# General > Technical Support >  BT Broadband.

## wavy davy

My broadband connection keeps dropping out. Spent the best part of an afternoon talking to BT, who assure me that they've run tests and that the fault lies inside the home. They helpfully suggested that I should connect to the router via an Ethernet cable !! The router is 8 feet away from my laptop in line of sight, on a shelf with no other electronics nearby. When the connection is playing up all the lights on the router stay on full, no flickering. The wi fi signal to my phone is affected in the same way as the laptop. I've played about with the router connections - they all seem sound. Does anyone have any bright ideas? Duff router?

----------


## Niall Fernie

I would still try connecting via ethernet to see if there is indeed a problem with the wifi on the router or the entire router.

----------


## Alrock

> The router is 8 feet away from my laptop in line of sight


It's a laptop... Pick it up, carry it over to the router & plug it in.

----------


## wavy davy

Cheers for that, I'll try it, although I'm not clear on what it achieves.  Next stupid question. I don't have an ethernet port on my laptop - just HDMI and USB. I'll need to buy a cable so ethernet on router to which one on the laptop? Thanks again.

----------


## Niall Fernie

Really no ethernet? no other device to plug in?

----------


## wavy davy

> Really no ethernet? no other device to plug in?
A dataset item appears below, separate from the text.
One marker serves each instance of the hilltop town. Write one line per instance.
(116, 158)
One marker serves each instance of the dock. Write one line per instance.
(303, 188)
Hi Niall, It's a Chromebook. 2 x USB ports, HDMI and a memory media port - that's it.

----------


## Niall Fernie

Back to BT then for another router

----------


## wavy davy

> Back to BT then for another router


Did that Niall. Not wanting to spend 2 hours on the phone to BT answering endless questions I used their online chat service. Spent 5 minutes with an Indian chap who agreed that I needed a new router and that he would despatch one FOC. Refreshing!

----------